Kirche und Oktogon
Die Wieselburger Pfarrkirche ist über die Jahrhunderte gewachsen. Ihr größtes Geheimnis lüftete ein Brand, der aufgrund eines Blitzschlags im Oktober 1952 ausgelöst worden war. Der Großteil der Kirche konnte gerettet werden, das Feuer und das Löschwasser richteten dennoch großen Schaden an und die Kirche musste von Grund auf renoviert werden. Dabei offenbarten sich gleich mehrere Geheimnisse der Geschichte. Jener Teil der Kirche, der immer für einen gotischen Karner gehalten worden war, entpuppte sich als ältester Sakralbau Österreichs: das ottonische Oktogon aus dem Jahr 993. Es ist heute ein Teil der Wieselburger Pfarrkirche.
Das Oktogon
Im Jahr 976 erhielt Bischof Wolfgang von Regensburg vom römischen Kaiser Otto II. die mündliche Zusage für ein Stück Land am Zusammenfluss von Großer und Kleiner Erlauf, um dort eine Fluchtburg zum Schutz der Bevölkerung von Steinakirchen zu errichten. Der Bischof erneuerte daraufhin die bereits bestehende Wehranlage am Kirchenberg. Anstatt einer Burg errichtete er in der Mitte der Anlage eine imposante Wehrkirche. Neben ihrer religiösen Funktion sollte sie den Menschen als Unterschlupf in Gefahrensituationen dienen.
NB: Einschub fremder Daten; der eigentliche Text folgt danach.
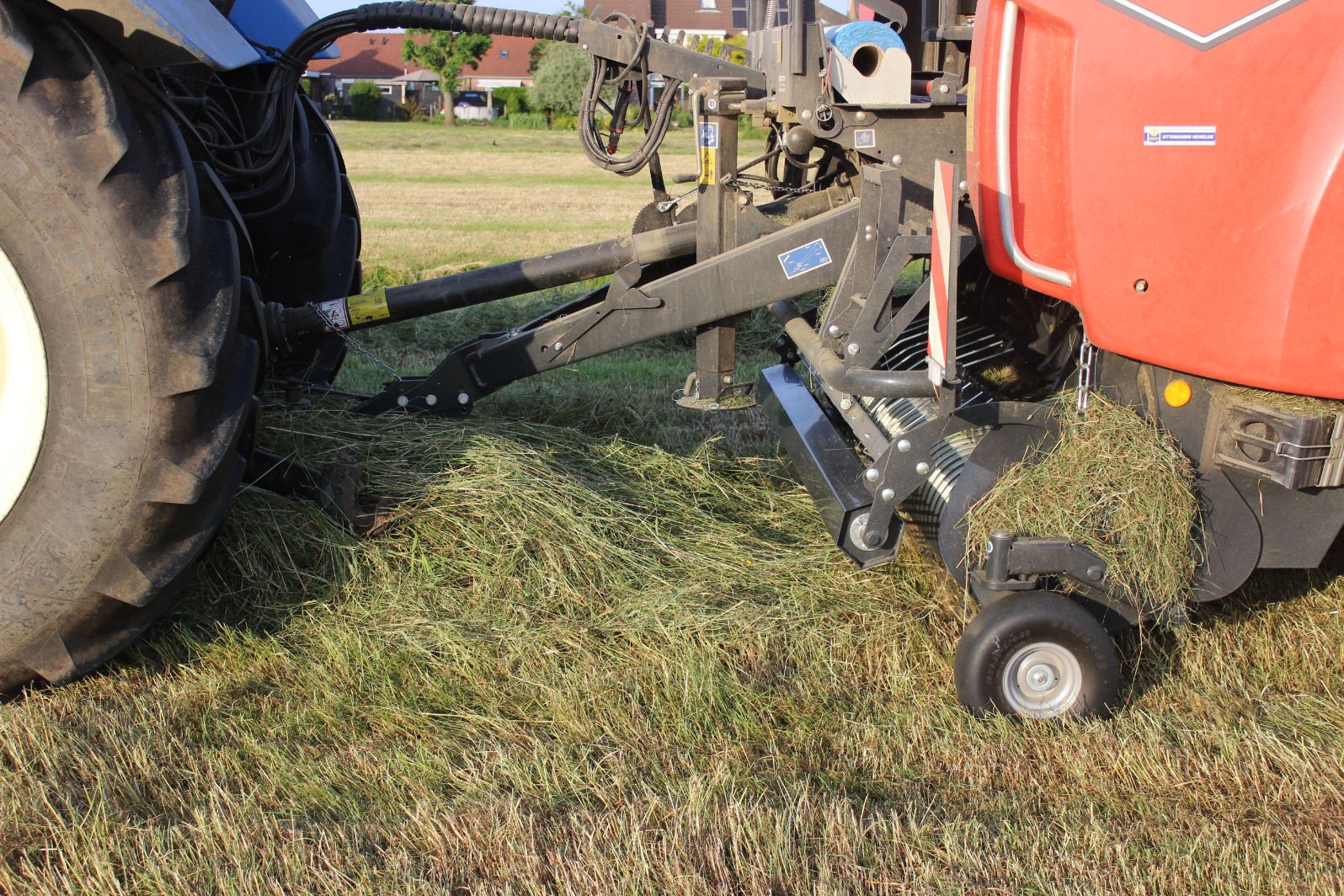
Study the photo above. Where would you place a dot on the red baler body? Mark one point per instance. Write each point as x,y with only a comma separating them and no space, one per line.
1219,257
Dem Geschmack der herrschenden Ottonen entsprechend wurde die Kirche im spätantiken byzantinischen Stil ausgeführt. In ihrer Bauweise finden sich Parallelen zur Pfalzkapelle in Aachen, einem bedeutenden Zentralbau aus der Karolingerzeit. Die Grundform ist quadratisch, bildet aber mit den Seitenarmen ein griechisches Kreuz, das durch acht nischenförmige Gewölbezwickel, sogenannte Trompen, in ein Oktogon übergeführt wird. Heute sind noch fünf der acht Trompen erhalten. Diese spitzen sich nach oben hin zu und bilden die Kuppel. Die Fresken im Oktogon sind die ältesten erhaltenen Monumentalmalereien Österreichs.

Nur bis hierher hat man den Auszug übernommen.